Landlord- tenant groups battle with the Rent Guidelines Board
The Rent Guidelines Board (RGB) -- which sets the amounts by which NYC rent-stabilized landlords are permitted to increase annual rents -- held a public hearing late April, to finalize the next round of rent adjustments. During most of the pandemic (from fall 2020 through early 2022), RGB mandated a rent freeze (0%) for one-year leases and a modest 1% to 3% increase for two-year leases. Now, pro-landlord groups are asking RGB to approve a rent hike of up to 9%, a proposal that tenant advocates vehemently oppose.
When making its determination, RGB considers the operation and maintenance costs for rental housing, and weighs that against prevailing economic factors for tenants, including wages, employment, eviction data, poverty levels, market forces, and public policy on housing and affordability. A recent RGB report found that, in the last year, NYC buildings experienced a decline in their net operating income (NOI) by 7.8%—the second steepest drop in the last three decades. The report also found that, during that same period, the City’s distressed properties increased from 5.5% (of total building stock) to 6.5%. Based on those numbers, landlord groups are asking the RGB to hike rents by 6% for one-year leases, and by 9% for two-year leases. They claim that without such increases, building owners will not have enough money to pay for operating and management costs, which have already been strained by the pandemic and the rent-increase limits set by the Housing Stability and Tenant Protection Act (HSTPA).

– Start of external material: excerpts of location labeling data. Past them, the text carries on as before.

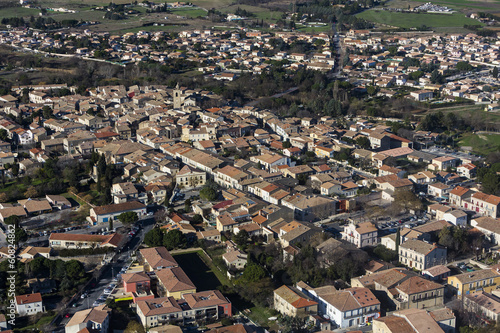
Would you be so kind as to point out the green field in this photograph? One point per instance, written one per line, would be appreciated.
(18, 12)
(201, 275)
(482, 144)
(414, 20)
(189, 12)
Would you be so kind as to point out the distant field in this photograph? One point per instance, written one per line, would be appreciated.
(189, 12)
(18, 12)
(414, 20)
(482, 144)
(259, 12)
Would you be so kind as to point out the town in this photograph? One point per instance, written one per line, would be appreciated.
(249, 180)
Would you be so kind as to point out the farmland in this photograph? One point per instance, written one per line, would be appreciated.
(415, 20)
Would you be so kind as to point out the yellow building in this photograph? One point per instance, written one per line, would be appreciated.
(486, 280)
(173, 282)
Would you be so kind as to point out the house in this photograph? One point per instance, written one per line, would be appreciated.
(483, 204)
(485, 304)
(458, 195)
(91, 320)
(422, 95)
(294, 303)
(489, 226)
(190, 177)
(102, 214)
(202, 306)
(84, 241)
(421, 255)
(416, 321)
(173, 282)
(29, 304)
(467, 170)
(31, 252)
(481, 280)
(58, 201)
(235, 259)
(156, 258)
(437, 273)
(361, 234)
(456, 217)
(348, 307)
(418, 293)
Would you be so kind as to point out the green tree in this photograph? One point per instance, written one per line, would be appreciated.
(253, 273)
(128, 217)
(154, 237)
(174, 239)
(134, 327)
(363, 142)
(241, 237)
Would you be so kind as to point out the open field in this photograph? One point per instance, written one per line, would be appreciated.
(202, 276)
(414, 20)
(259, 12)
(18, 12)
(482, 144)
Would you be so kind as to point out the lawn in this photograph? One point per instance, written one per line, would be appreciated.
(415, 20)
(18, 12)
(482, 144)
(189, 12)
(202, 276)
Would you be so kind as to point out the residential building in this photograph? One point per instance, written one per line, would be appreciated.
(29, 304)
(294, 303)
(485, 280)
(421, 255)
(361, 234)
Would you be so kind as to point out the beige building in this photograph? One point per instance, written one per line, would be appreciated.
(173, 282)
(291, 302)
(361, 234)
(421, 255)
(190, 178)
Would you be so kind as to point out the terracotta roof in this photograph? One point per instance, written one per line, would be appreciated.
(28, 298)
(174, 279)
(158, 257)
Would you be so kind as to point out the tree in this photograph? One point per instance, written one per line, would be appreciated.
(31, 192)
(363, 142)
(12, 220)
(154, 237)
(4, 135)
(174, 239)
(253, 273)
(128, 217)
(187, 205)
(241, 237)
(134, 327)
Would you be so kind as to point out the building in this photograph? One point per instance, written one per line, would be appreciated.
(483, 204)
(156, 258)
(485, 304)
(294, 303)
(361, 234)
(418, 293)
(481, 280)
(347, 308)
(190, 178)
(29, 304)
(173, 282)
(102, 214)
(421, 255)
(84, 241)
(202, 306)
(90, 320)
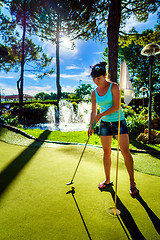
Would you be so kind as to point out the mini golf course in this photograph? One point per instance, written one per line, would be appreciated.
(36, 203)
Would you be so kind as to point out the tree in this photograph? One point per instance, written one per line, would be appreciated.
(93, 16)
(83, 90)
(22, 14)
(130, 51)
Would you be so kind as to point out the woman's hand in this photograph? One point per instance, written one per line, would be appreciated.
(90, 130)
(98, 117)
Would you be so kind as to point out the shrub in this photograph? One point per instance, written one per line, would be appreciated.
(32, 113)
(7, 118)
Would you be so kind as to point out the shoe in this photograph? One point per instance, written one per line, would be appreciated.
(134, 191)
(104, 185)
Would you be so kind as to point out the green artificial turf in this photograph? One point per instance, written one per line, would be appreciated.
(34, 204)
(80, 137)
(144, 162)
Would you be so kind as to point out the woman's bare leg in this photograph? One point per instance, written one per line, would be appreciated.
(106, 144)
(124, 146)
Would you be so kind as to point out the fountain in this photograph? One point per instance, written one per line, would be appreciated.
(70, 118)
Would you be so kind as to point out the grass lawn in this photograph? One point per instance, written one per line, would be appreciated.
(81, 136)
(35, 206)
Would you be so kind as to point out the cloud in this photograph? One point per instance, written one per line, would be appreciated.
(36, 89)
(97, 53)
(72, 67)
(68, 89)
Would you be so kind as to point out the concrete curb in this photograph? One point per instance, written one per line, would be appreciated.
(17, 130)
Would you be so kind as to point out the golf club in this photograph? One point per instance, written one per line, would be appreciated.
(71, 182)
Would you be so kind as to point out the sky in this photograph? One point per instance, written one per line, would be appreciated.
(74, 64)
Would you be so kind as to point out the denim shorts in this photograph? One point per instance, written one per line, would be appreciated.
(111, 128)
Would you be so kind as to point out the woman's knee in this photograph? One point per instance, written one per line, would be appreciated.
(107, 152)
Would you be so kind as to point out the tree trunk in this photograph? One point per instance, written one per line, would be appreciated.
(20, 81)
(57, 62)
(114, 18)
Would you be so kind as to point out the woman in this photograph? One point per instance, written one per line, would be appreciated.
(106, 95)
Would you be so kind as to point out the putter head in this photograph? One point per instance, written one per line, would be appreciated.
(69, 183)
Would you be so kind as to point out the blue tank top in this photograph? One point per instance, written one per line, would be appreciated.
(105, 102)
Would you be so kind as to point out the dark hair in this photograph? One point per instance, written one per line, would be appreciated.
(98, 69)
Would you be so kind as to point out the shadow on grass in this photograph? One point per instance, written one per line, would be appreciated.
(73, 192)
(125, 218)
(13, 169)
(141, 146)
(154, 219)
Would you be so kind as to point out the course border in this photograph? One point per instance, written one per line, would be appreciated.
(17, 130)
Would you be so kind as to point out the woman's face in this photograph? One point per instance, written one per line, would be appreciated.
(99, 80)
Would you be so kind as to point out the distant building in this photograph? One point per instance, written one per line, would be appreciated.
(12, 98)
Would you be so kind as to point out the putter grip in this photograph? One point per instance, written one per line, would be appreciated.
(94, 124)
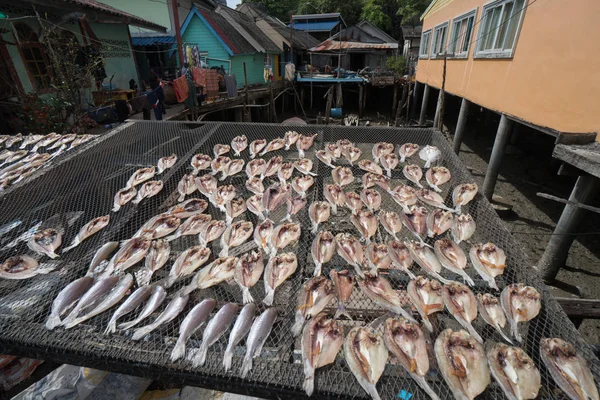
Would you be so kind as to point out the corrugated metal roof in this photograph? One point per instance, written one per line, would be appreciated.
(152, 40)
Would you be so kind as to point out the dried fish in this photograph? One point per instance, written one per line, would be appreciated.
(452, 258)
(366, 355)
(315, 294)
(568, 369)
(278, 269)
(247, 272)
(515, 371)
(462, 304)
(520, 303)
(462, 362)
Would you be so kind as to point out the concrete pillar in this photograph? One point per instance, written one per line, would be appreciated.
(557, 250)
(424, 105)
(502, 136)
(461, 124)
(438, 109)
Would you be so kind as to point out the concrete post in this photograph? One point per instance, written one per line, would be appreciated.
(502, 136)
(557, 250)
(424, 105)
(461, 124)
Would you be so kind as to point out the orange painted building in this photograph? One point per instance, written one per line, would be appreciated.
(535, 60)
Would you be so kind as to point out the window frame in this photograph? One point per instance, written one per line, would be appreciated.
(423, 55)
(432, 54)
(463, 17)
(498, 53)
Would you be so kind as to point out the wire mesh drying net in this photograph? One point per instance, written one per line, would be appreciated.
(83, 187)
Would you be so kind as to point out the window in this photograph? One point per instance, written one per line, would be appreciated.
(438, 46)
(499, 26)
(462, 30)
(424, 48)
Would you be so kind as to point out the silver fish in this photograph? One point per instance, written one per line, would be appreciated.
(452, 258)
(220, 149)
(187, 263)
(515, 371)
(520, 303)
(322, 250)
(123, 197)
(235, 235)
(389, 162)
(240, 329)
(188, 208)
(171, 311)
(147, 190)
(46, 242)
(66, 298)
(407, 150)
(191, 226)
(342, 176)
(274, 145)
(315, 294)
(186, 186)
(211, 231)
(89, 229)
(365, 223)
(318, 212)
(437, 176)
(190, 324)
(370, 166)
(259, 332)
(400, 256)
(353, 202)
(304, 143)
(438, 221)
(413, 173)
(256, 146)
(239, 144)
(206, 184)
(255, 205)
(140, 176)
(350, 249)
(325, 157)
(133, 301)
(110, 300)
(366, 355)
(220, 270)
(278, 269)
(290, 137)
(247, 272)
(492, 313)
(156, 299)
(463, 227)
(462, 362)
(405, 340)
(463, 194)
(489, 261)
(255, 185)
(322, 339)
(427, 260)
(343, 283)
(405, 196)
(430, 154)
(568, 369)
(462, 304)
(302, 183)
(371, 198)
(426, 296)
(256, 167)
(215, 328)
(165, 163)
(200, 162)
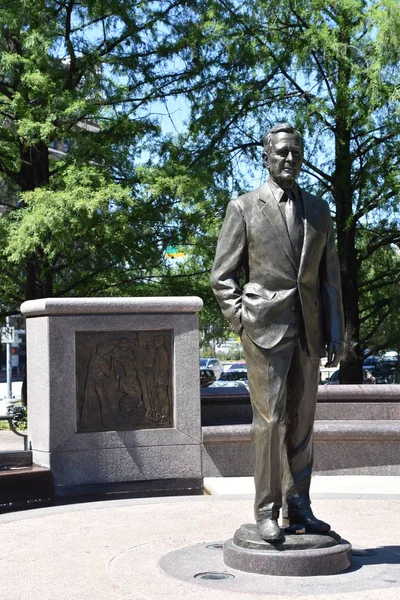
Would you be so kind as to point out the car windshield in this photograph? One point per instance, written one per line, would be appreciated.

“When rent wasn’t being paid at the height of the pandemic, owners continued to dip into those reserves to pay their operating expenses and other expenses to ensure that buildings were clean, safe and adequate living conditions,” said Vito Signorile, Vice President of Rent Stabilization Association, a pro-landlord group. “This isn’t just about money to cover expenses at the moment. This is about a steady flow of income to ensure that building owners are prepared for maintenance that may come at any time.”
Tenant advocates contend that even when NOIs were low, most building owners found ways to keep profits flowing (by way of, among other things, refinancing their properties). And these advocates claim that landlords are generally in a better position to bear additional costs in an inflationary environment than low-income tenants. (Per a report published by the NYU Furman Center, a housing research and policy body, approximately two-thirds of NYC’s rent-stabilized tenants were low-income.) “We’re talking to folks on the grounds who are really struggling,” said RGB tenant member Sheila Garcia, who is also the Director of New Settlement, a Bronx-based tenant organization. “You’ll continue to hear from tenants that a $10 difference means the ability to pay their rent or not.”
The Furman Center has proposed overhauling the entire system by which the RGB calculates proposed rent adjustments. It recommends a more dynamic approach that considers, among other things, inflation and the property value of the rent-stabilized buildings. But until those changes happen, this yearly tussle between landlord and tenant groups will continue.
The RGB is expected to decide on finalized rents by June, with those increases (if any) taking effect in October.